The third lesson that can be taken from this successful salesman is that he doesn’t waste his prospect's time with his own bio. The prospect buys from my friend because he can explain the value of his product and not because he is the North East senior named account manager, who has won the president's choice award 3 times and got a great score on the GMAT. The prospect doesn't care as much about my friend's GMAT score as he does and both of their time is better spent talking about the product. This is the easiest way that entrepreneurs can distinguish themselves from other inneffective elevator pitches. Countless entrepreneurs burn their 60 seconds introducing themselves and wind up losing their audience before they ever explain the problem they solve. While the management team is often cited as one of the key criteria of venture investing, the elevator pitch simply isn’t the place to elaborate on this point. You’ve got 60 seconds and you’re guaranteed to use 10 just saying your name and that you’re the CEO, COO, CTO, CXO, etc. At some point your bio will come up anyway so let the investor ask you for it. I suggest using the next 50 seconds to explain your business because there are a lot more former middle managers from corporate America giving bad elevator pitches than there are fundable startups. The one exception to this is if you really are a rock star CEO. I would define a rock star CEO as either someone who as already led a startup to a successful liquidity event or someone who is widely acknowledge as the leading expert on a key issue facing the industry their startup is about to enter. A rock star CEO in your management team is a great “hook” (more on this later) and it is absolutely worth elaborating on. Otherwise, your name and title is plenty for you elevator pitch.

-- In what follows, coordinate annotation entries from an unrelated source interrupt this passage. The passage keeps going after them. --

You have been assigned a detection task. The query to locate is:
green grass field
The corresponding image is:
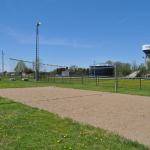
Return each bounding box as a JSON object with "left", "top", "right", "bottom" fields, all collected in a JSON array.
[
  {"left": 0, "top": 97, "right": 148, "bottom": 150},
  {"left": 0, "top": 78, "right": 150, "bottom": 96}
]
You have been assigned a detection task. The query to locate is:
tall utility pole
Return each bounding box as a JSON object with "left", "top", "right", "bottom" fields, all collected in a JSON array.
[
  {"left": 114, "top": 64, "right": 118, "bottom": 93},
  {"left": 35, "top": 22, "right": 41, "bottom": 81},
  {"left": 2, "top": 50, "right": 4, "bottom": 74}
]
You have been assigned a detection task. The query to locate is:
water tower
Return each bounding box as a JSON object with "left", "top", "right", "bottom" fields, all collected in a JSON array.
[{"left": 142, "top": 45, "right": 150, "bottom": 67}]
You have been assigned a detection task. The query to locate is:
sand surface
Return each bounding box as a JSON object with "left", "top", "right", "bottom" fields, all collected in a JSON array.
[{"left": 0, "top": 87, "right": 150, "bottom": 145}]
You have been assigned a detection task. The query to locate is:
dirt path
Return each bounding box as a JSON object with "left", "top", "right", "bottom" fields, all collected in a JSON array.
[{"left": 0, "top": 87, "right": 150, "bottom": 145}]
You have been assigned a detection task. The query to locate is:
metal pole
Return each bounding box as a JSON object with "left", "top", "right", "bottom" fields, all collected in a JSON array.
[
  {"left": 35, "top": 22, "right": 41, "bottom": 81},
  {"left": 2, "top": 50, "right": 4, "bottom": 75},
  {"left": 114, "top": 64, "right": 118, "bottom": 93}
]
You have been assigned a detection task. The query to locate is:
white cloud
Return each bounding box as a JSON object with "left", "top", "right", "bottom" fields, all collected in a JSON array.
[{"left": 0, "top": 26, "right": 96, "bottom": 48}]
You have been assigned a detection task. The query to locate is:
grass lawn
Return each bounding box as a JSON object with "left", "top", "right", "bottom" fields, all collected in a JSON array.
[
  {"left": 0, "top": 97, "right": 148, "bottom": 150},
  {"left": 0, "top": 78, "right": 150, "bottom": 96}
]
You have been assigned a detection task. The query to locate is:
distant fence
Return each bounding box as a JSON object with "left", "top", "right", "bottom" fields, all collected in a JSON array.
[{"left": 2, "top": 74, "right": 150, "bottom": 95}]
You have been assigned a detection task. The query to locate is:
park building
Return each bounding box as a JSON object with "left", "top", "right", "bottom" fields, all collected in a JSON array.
[{"left": 89, "top": 64, "right": 115, "bottom": 77}]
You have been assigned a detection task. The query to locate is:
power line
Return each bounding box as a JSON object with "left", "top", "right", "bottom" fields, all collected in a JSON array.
[{"left": 9, "top": 58, "right": 67, "bottom": 68}]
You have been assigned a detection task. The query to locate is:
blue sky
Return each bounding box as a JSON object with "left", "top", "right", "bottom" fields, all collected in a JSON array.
[{"left": 0, "top": 0, "right": 150, "bottom": 69}]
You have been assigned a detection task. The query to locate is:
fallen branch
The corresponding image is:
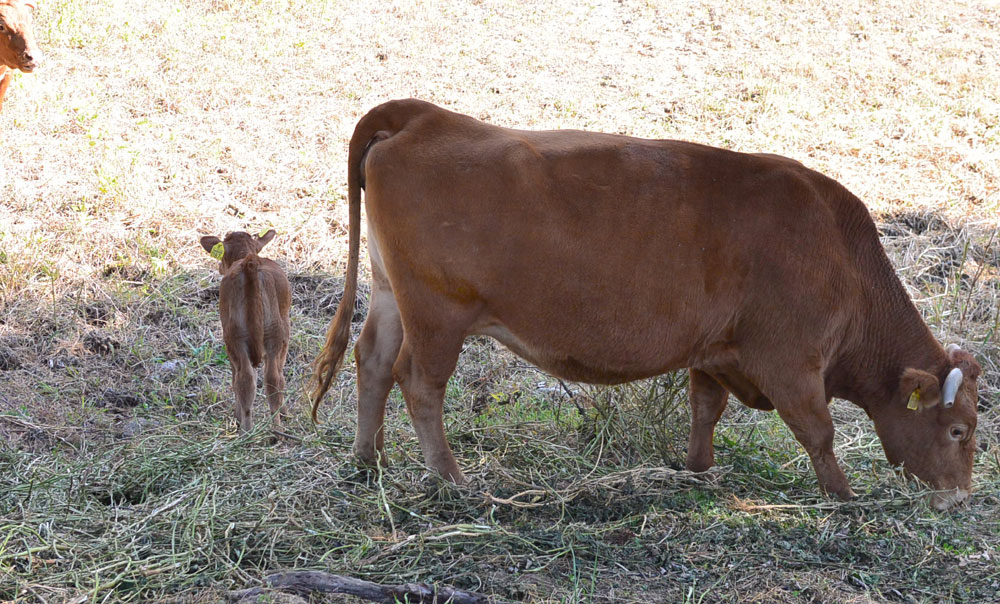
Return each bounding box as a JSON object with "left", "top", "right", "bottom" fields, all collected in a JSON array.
[{"left": 229, "top": 570, "right": 500, "bottom": 604}]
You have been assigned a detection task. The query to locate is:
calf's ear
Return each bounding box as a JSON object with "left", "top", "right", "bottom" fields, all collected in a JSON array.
[
  {"left": 201, "top": 235, "right": 222, "bottom": 254},
  {"left": 256, "top": 229, "right": 278, "bottom": 252},
  {"left": 899, "top": 369, "right": 941, "bottom": 411}
]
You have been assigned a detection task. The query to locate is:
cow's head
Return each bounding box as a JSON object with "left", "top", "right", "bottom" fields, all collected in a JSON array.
[
  {"left": 873, "top": 344, "right": 981, "bottom": 510},
  {"left": 201, "top": 229, "right": 276, "bottom": 274},
  {"left": 0, "top": 0, "right": 42, "bottom": 72}
]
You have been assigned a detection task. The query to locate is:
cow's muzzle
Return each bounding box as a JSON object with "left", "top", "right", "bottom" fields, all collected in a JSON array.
[
  {"left": 18, "top": 51, "right": 42, "bottom": 73},
  {"left": 931, "top": 489, "right": 970, "bottom": 512}
]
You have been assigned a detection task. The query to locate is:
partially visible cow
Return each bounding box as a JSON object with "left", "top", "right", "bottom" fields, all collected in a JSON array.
[
  {"left": 201, "top": 229, "right": 292, "bottom": 432},
  {"left": 313, "top": 100, "right": 980, "bottom": 509},
  {"left": 0, "top": 0, "right": 42, "bottom": 111}
]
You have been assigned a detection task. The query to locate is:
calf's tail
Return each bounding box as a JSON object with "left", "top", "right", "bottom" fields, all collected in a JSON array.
[{"left": 312, "top": 100, "right": 433, "bottom": 423}]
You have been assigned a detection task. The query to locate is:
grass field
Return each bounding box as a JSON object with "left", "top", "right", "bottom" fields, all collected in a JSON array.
[{"left": 0, "top": 0, "right": 1000, "bottom": 604}]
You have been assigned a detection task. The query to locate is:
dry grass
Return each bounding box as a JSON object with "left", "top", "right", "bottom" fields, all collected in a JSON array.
[{"left": 0, "top": 0, "right": 1000, "bottom": 602}]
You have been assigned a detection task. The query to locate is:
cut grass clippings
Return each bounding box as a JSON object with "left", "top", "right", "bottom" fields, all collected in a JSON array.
[{"left": 0, "top": 0, "right": 1000, "bottom": 604}]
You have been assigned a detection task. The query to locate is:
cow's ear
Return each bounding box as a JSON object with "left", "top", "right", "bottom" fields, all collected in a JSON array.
[
  {"left": 945, "top": 344, "right": 982, "bottom": 379},
  {"left": 899, "top": 369, "right": 941, "bottom": 411},
  {"left": 256, "top": 229, "right": 278, "bottom": 252},
  {"left": 201, "top": 235, "right": 222, "bottom": 254}
]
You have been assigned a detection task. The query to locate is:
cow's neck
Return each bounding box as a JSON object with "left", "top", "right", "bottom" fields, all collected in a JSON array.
[{"left": 831, "top": 203, "right": 947, "bottom": 413}]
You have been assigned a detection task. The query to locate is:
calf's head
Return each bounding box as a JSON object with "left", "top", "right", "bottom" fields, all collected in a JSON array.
[
  {"left": 874, "top": 345, "right": 981, "bottom": 510},
  {"left": 0, "top": 0, "right": 42, "bottom": 72},
  {"left": 201, "top": 229, "right": 276, "bottom": 274}
]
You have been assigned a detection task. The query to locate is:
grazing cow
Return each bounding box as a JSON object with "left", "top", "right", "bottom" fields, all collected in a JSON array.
[
  {"left": 201, "top": 229, "right": 292, "bottom": 432},
  {"left": 0, "top": 0, "right": 42, "bottom": 111},
  {"left": 313, "top": 99, "right": 980, "bottom": 509}
]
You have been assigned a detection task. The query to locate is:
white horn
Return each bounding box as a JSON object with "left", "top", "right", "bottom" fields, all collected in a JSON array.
[{"left": 941, "top": 367, "right": 962, "bottom": 409}]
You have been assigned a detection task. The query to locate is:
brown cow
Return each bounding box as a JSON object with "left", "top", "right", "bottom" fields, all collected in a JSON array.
[
  {"left": 313, "top": 100, "right": 980, "bottom": 508},
  {"left": 0, "top": 0, "right": 42, "bottom": 111},
  {"left": 201, "top": 229, "right": 292, "bottom": 432}
]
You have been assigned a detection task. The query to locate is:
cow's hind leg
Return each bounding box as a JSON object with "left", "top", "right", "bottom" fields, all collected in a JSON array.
[
  {"left": 686, "top": 369, "right": 729, "bottom": 472},
  {"left": 354, "top": 267, "right": 403, "bottom": 467},
  {"left": 393, "top": 328, "right": 465, "bottom": 483},
  {"left": 764, "top": 370, "right": 854, "bottom": 499}
]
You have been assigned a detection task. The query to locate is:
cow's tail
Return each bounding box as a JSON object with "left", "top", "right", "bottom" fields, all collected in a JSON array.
[
  {"left": 312, "top": 100, "right": 432, "bottom": 423},
  {"left": 243, "top": 254, "right": 264, "bottom": 367}
]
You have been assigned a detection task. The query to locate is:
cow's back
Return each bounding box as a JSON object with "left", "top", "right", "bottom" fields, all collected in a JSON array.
[{"left": 364, "top": 110, "right": 863, "bottom": 382}]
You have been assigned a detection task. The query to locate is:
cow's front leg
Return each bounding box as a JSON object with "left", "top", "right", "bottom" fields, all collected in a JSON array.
[
  {"left": 769, "top": 372, "right": 854, "bottom": 500},
  {"left": 354, "top": 278, "right": 403, "bottom": 467},
  {"left": 392, "top": 330, "right": 465, "bottom": 484},
  {"left": 686, "top": 368, "right": 729, "bottom": 472}
]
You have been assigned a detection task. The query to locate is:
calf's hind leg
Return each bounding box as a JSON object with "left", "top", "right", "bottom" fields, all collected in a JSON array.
[
  {"left": 354, "top": 267, "right": 403, "bottom": 467},
  {"left": 686, "top": 369, "right": 729, "bottom": 472},
  {"left": 227, "top": 354, "right": 257, "bottom": 432},
  {"left": 264, "top": 343, "right": 288, "bottom": 430}
]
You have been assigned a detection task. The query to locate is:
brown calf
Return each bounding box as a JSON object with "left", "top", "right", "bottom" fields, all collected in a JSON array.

In closing this post, I’ll admit that even the perfect elevator pitch won’t set a meeting on its own. However, after you’ve delivered your pitch, the rest is up to the investor. Inevitably, the investor will have questions for you, so think of your elevator pitch as a table of contents rather than the entire book. The key to distilling your entire business into 60 seconds or less is giving the investor only the titles of the critical chapters in your story and then letting them decide which they want to learn more about. This allows you to create a meaningful dialogue in 3-5 minutes and will greatly increase the chances of getting either to a quick “no” or your executive summary read and an appointment set. Additionally, the questions asked provide clues on what you need to demonstrate to the investor when you do get to present your slide deck.


At December 03, 2009 8:08 AM, Anonymous Sean McVey said...

Hey thanks for the great advice. I googled 'keys to an elevator pitch' and this was one of the first pages that came up.

The number one piece of information I got out of this post was to not include awards or bio info. in your pitch. I was going to do this but when I thought about it, everyone has won some type of award. Like you said, it's much better to focus on your unique value.

One of my clients is a graphic designer and she is trying to develop an elevator pitch. There are so many designers out there, and besides awards, it's hard to prove how she is different without getting into the details of projects. Any tips on someone like this? Thanks a lot.

At December 03, 2009 2:28 PM, Blogger Andrew Fife said...

The key in this case is to know your audience. If the designer is talking to an industry insider who understands the awards prestige than by all means s/he should mention them. Other ideas could be to mention famous former clients or projects the the designer has worked on. Maybe even carry a small portfolio?